- Rebecca Femm: [feels the fabric of Margaret Waverton's low-cut gown] Fine stuff, but it'll rot.
- Rebecca Femm: [touches Margaret's skin above the neckline] Finer stuff still, but it'll rot too!
- Horace Femm: [picking up a bunch of flowers] My sister was on the point of arranging these flowers.
- [Horace tosses the flowers into the fire]
- [Morgan slowly opens the door, groaning and muttering]
- Penderel: Even Welsh ought not to sound like that!
- Rebecca Femm: They were all godless here. They used to bring their women here - brazen, lolling creatures in silks and satins. They filled the house with laughter and sin, laughter and sin. And if I ever went down among them, my own father and brothers - they would tell me to go away and pray, and I prayed - and left them with their lustful red and white women.

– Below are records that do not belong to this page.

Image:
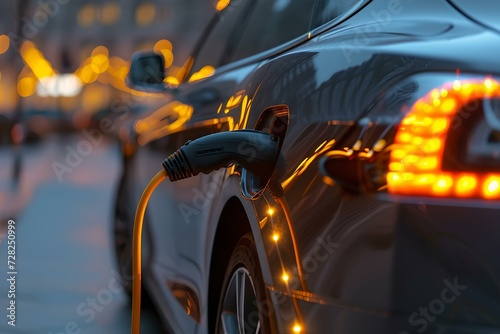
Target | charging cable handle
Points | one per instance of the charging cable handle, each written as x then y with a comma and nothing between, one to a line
254,150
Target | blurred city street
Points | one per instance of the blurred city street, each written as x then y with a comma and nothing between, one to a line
67,278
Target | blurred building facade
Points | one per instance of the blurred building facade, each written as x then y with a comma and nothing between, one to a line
66,34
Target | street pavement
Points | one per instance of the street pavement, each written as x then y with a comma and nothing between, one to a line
66,279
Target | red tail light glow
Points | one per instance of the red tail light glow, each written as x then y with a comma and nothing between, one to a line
415,165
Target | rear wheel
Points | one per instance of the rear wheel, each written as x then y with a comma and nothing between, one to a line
243,293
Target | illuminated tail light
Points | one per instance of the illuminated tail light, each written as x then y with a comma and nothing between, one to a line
416,162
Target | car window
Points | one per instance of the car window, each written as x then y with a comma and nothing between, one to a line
274,22
219,45
327,10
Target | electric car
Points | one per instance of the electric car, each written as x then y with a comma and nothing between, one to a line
384,212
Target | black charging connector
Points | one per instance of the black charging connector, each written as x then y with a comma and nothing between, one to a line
254,150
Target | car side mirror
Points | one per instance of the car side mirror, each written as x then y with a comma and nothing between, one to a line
147,72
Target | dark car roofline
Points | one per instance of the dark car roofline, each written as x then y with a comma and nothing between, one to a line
262,56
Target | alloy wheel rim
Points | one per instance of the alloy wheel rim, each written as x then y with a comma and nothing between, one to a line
239,314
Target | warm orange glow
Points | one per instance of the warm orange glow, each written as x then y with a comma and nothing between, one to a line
222,4
203,73
491,187
110,13
35,60
164,47
99,63
145,14
4,43
466,185
415,166
26,86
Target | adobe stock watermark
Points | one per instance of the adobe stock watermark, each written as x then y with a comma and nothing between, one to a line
425,315
94,137
362,35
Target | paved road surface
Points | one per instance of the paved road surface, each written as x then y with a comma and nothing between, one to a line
66,276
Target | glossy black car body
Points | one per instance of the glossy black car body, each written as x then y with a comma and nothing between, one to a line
339,253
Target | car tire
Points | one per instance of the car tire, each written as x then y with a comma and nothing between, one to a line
243,278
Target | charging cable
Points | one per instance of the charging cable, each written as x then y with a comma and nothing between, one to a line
255,151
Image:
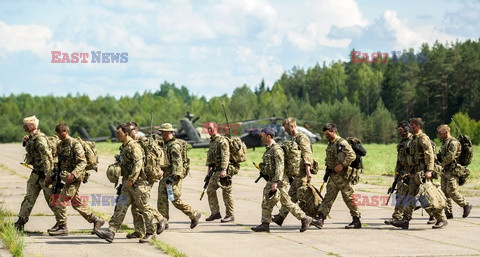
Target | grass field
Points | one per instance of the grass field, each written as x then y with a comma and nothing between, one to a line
379,163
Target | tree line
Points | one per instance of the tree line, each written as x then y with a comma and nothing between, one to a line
364,99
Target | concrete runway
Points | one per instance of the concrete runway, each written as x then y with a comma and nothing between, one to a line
460,238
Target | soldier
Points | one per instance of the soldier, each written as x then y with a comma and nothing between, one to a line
218,157
422,158
173,175
138,222
448,157
339,155
306,161
275,189
401,170
39,155
135,188
72,163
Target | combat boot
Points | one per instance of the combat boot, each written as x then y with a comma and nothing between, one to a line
195,220
448,214
213,217
264,227
227,219
61,231
147,238
135,234
306,223
355,223
105,234
97,223
54,228
20,224
161,226
401,223
466,210
278,219
440,224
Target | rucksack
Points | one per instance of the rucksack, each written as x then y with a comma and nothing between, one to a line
466,155
186,161
292,158
309,199
154,158
238,149
91,154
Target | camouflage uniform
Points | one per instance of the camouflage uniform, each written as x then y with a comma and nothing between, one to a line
40,157
300,181
422,158
218,157
138,194
273,166
339,152
175,157
402,169
138,221
449,155
71,159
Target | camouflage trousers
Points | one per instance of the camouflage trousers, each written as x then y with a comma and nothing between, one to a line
70,196
282,196
35,184
339,183
137,196
449,185
298,182
213,185
162,203
408,206
402,191
139,222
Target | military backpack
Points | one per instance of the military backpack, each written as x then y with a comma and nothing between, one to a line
292,158
238,149
154,158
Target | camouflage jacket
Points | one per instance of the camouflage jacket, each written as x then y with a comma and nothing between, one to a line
450,152
39,154
306,150
421,152
402,162
338,152
131,156
272,161
218,152
175,158
71,157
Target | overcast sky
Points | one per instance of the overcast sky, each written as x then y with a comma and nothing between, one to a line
211,47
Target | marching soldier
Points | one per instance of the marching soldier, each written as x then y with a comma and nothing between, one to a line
218,157
138,222
306,161
39,155
72,163
401,170
339,156
173,175
275,189
135,188
422,158
449,155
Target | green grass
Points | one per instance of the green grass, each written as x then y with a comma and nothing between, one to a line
14,240
167,249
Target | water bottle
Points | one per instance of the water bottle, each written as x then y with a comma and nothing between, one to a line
170,192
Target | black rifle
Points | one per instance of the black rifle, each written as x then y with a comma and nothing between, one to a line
207,180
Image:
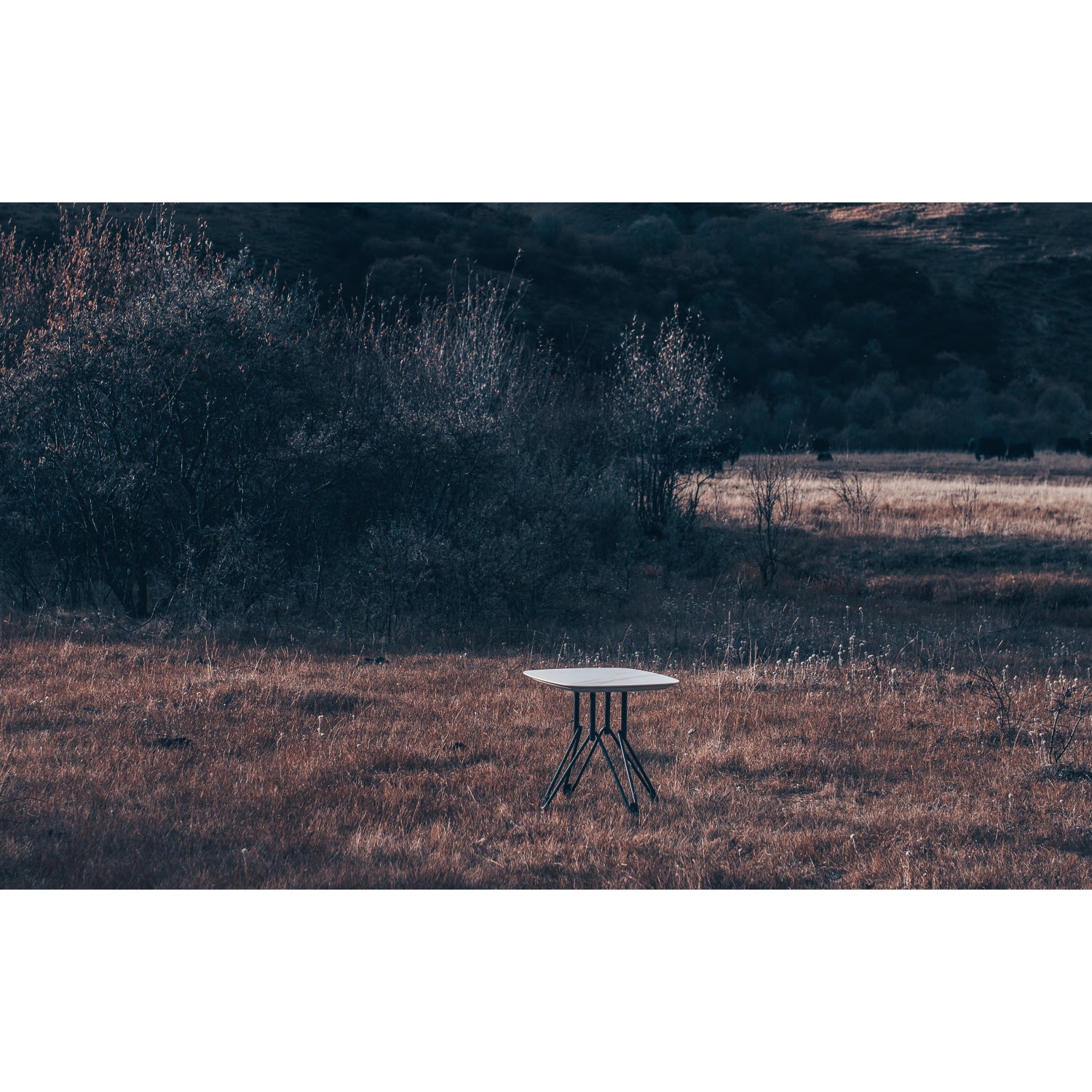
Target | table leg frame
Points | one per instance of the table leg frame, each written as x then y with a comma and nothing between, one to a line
630,762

- Horace Femm: The fact is, Morgan is an uncivilized brute. Sometimes he drinks heavily. A night like this will set him going and once he's drunk he's rather dangerous.

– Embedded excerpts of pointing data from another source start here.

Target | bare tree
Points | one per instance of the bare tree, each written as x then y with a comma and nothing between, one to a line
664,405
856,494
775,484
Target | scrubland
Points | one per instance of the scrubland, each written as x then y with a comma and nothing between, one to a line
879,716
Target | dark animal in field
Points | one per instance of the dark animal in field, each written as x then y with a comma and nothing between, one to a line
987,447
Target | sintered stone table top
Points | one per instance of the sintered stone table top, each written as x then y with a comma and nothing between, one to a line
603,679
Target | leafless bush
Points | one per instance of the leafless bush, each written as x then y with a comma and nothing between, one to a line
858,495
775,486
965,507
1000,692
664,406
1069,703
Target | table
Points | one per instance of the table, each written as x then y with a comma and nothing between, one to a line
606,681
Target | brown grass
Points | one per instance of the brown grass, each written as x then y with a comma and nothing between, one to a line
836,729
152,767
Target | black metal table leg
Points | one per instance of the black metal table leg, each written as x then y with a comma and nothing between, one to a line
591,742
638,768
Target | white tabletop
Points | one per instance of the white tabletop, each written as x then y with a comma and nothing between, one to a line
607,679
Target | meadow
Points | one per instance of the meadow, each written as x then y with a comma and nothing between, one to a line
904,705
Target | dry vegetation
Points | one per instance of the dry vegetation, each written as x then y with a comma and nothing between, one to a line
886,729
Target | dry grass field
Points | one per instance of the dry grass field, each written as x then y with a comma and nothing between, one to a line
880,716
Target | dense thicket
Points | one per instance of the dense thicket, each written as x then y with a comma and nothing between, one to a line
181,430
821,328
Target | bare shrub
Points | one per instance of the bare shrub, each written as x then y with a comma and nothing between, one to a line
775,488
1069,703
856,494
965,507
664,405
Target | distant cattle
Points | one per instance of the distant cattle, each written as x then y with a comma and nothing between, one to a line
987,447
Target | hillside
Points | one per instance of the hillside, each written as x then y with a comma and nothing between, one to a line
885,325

- Margaret Waverton: It's a dreadful night.
- Rebecca Femm: What?
- Margaret Waverton: I said it's a dreadful night.
- Rebecca Femm: Yes, it's a very old house. Very old.
- Margaret Waverton: It's very kind of you to let us stay.
- Rebecca Femm: What?
- Margaret Waverton: I say you're very kind.
- Rebecca Femm: Yes it is a dreadful night. I'm a little deaf.
- Margaret Waverton: I understand.
- Rebecca Femm: Yes. No beds!
- Horace Femm: We make our own electric light here, and we are not very good at it. Pray, don't be alarmed if they go out altogether.
- Sir William Porterhouse: So, you got your feet wet?
- Gladys: Yes, Bill, and that wasn't all either.
- Sir William Porterhouse: Yes, I didn't suppose it was!
- Rebecca Femm: Horace what are you doing? We aren't all heathens!
- Horace Femm: [mockingly] Oh I had forgotten my sister's strange tribal habits. The beef will seem less tough when she has invoked a blessing upon it.
- Rebecca Femm: Horace Femm, if I can't hear, I can see. You're blaspheming.
- Horace Femm: On the contrary, my dear Rebecca, I was merely telling your wondering guests that you were about to thank your Gods for their bounty.
- Rebecca Femm: That'll do... I know your mocking, lying tongue.
- Horace Femm: ...to thank them for the health and prosperity and happiness granted to this family, for its years of peace and plenty, to thank them for having created Rebecca Femm, and Roderick Femm, and Saul...
- Rebecca Femm: Stop!
- Rebecca Femm: What is it? What do they want?
- Horace Femm: Allow me to introduce my sister, Miss Rebecca Femm.
- Penderel, Philip Waverton, Margaret Waverton: How do you do?
- Rebecca Femm: What are they doing here? What do they want?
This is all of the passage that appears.